Rank Intersectionality and Othello
DOI:
https://doi.org/10.18778/2083-8530.30.05Keywords:
colour, Desdemona, Othello, Toni Morrison, rank, whitenessAbstract
As a crucial concept in critical theory, intersectionality satisfies a need within global Shakespeare reception studies. The reason for this is the way it permits cross-currents between conceptions of race and gender in particular; it also allows for an awareness of the historical and cultural location of the audience or reader as distinct from the moment of the production of a particular play. It is therefore fundamentally dynamic and can be further extended via discussions of rank, sexuality or religion.
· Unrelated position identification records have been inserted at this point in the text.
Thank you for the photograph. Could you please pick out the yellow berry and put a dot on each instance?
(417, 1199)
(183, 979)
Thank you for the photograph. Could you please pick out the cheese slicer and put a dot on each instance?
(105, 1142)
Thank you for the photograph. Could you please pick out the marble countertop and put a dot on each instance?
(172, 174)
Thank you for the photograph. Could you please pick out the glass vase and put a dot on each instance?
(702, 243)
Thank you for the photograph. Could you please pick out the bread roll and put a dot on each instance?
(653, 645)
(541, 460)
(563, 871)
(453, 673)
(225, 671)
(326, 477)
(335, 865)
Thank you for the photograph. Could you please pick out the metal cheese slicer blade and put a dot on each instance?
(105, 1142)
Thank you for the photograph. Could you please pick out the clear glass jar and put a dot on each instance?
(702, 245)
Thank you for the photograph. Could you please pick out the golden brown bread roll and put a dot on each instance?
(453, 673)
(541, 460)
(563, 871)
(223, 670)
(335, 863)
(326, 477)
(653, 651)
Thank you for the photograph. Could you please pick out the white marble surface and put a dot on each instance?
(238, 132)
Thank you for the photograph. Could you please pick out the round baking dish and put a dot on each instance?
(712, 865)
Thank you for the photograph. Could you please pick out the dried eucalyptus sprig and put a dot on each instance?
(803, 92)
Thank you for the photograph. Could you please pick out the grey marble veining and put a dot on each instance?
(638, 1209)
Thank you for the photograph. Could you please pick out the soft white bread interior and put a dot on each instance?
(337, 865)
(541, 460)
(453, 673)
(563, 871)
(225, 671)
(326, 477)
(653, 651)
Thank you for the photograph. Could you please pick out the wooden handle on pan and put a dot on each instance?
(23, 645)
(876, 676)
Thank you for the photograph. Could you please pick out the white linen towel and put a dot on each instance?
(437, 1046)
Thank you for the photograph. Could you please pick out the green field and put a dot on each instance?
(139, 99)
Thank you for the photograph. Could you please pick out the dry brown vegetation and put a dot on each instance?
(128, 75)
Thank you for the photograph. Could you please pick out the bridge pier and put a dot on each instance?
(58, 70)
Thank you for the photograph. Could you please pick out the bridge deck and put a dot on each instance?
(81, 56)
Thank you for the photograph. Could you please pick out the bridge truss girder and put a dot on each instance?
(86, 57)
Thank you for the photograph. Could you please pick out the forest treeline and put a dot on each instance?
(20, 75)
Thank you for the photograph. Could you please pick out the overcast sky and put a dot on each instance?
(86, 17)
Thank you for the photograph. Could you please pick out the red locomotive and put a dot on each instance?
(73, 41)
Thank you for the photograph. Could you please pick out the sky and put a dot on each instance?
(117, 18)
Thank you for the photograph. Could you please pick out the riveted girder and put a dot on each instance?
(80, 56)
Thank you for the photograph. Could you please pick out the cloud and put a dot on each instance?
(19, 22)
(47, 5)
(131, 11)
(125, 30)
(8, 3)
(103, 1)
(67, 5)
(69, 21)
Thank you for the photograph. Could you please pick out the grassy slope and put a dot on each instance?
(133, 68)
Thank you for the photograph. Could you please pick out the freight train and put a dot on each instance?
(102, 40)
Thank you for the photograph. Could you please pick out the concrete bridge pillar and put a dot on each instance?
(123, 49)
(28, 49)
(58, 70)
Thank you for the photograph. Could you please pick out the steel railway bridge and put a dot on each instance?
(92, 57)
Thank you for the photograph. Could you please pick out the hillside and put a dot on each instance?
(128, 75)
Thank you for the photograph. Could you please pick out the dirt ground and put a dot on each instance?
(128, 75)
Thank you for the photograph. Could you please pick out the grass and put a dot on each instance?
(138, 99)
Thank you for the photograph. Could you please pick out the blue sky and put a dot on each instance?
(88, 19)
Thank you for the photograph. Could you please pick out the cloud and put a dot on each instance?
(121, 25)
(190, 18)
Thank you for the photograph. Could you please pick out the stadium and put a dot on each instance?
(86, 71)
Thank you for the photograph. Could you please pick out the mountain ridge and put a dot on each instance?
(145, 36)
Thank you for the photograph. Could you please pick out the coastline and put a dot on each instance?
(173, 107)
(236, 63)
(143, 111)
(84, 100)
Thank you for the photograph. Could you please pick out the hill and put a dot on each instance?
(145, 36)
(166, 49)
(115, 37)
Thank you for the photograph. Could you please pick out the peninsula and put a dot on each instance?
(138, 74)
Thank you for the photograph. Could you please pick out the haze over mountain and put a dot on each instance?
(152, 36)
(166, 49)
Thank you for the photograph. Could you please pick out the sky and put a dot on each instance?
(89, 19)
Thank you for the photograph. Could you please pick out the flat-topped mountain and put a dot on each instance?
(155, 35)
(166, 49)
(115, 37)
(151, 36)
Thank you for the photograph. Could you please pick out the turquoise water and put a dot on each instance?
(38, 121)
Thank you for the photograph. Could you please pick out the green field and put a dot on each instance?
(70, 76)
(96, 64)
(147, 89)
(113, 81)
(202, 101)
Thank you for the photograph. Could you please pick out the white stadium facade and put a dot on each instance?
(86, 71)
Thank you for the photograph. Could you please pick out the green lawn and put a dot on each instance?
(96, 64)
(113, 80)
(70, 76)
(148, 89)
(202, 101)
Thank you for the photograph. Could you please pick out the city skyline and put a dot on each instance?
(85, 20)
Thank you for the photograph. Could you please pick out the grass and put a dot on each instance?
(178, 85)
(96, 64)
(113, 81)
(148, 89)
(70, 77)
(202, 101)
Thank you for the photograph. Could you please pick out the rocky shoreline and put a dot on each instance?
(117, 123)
This essay argues for the importance of a lively approach to intersectionality that integrates concerns of race and gender in Othello with social rank in Shakespearean Venice and Cyprus. The article deliberately eschews a psychological analysis of character, insisting that a sense of inwardness, that these stage figures should somehow be treated as though they were real people, is a much later, modern preoccupation. Instead, the play is treated as not only early modern but pre-modern. This is also why there is no treatment of class as such; that too is a much later modern category that carries all sorts of baggage, anachronistic and otherwise. Class is not a sophisticated enough notion to account adequately for the permutations in a society that was obsessed with tiny gradations in rank, dignity and honour. Beginning with reference to Toni Morrison’s conceptualization of modern American literature as predicated on a constructed whiteness, the essay moves by analogy back towards Shakespeare’s drama to the structured interplay between gender, rank and race that is this play. Althusser’s sense of interpellation is revived in order adequately to describe how these positions work to emplace Othello and Desdemona in order to open up the play to a global perspective that accounts for multiple possibilities. The article therefore goes well beyond the old familiar groupings so beloved of character-based criticism, instead insisting on the primacy of social definitions of the positions available to the personages in the play.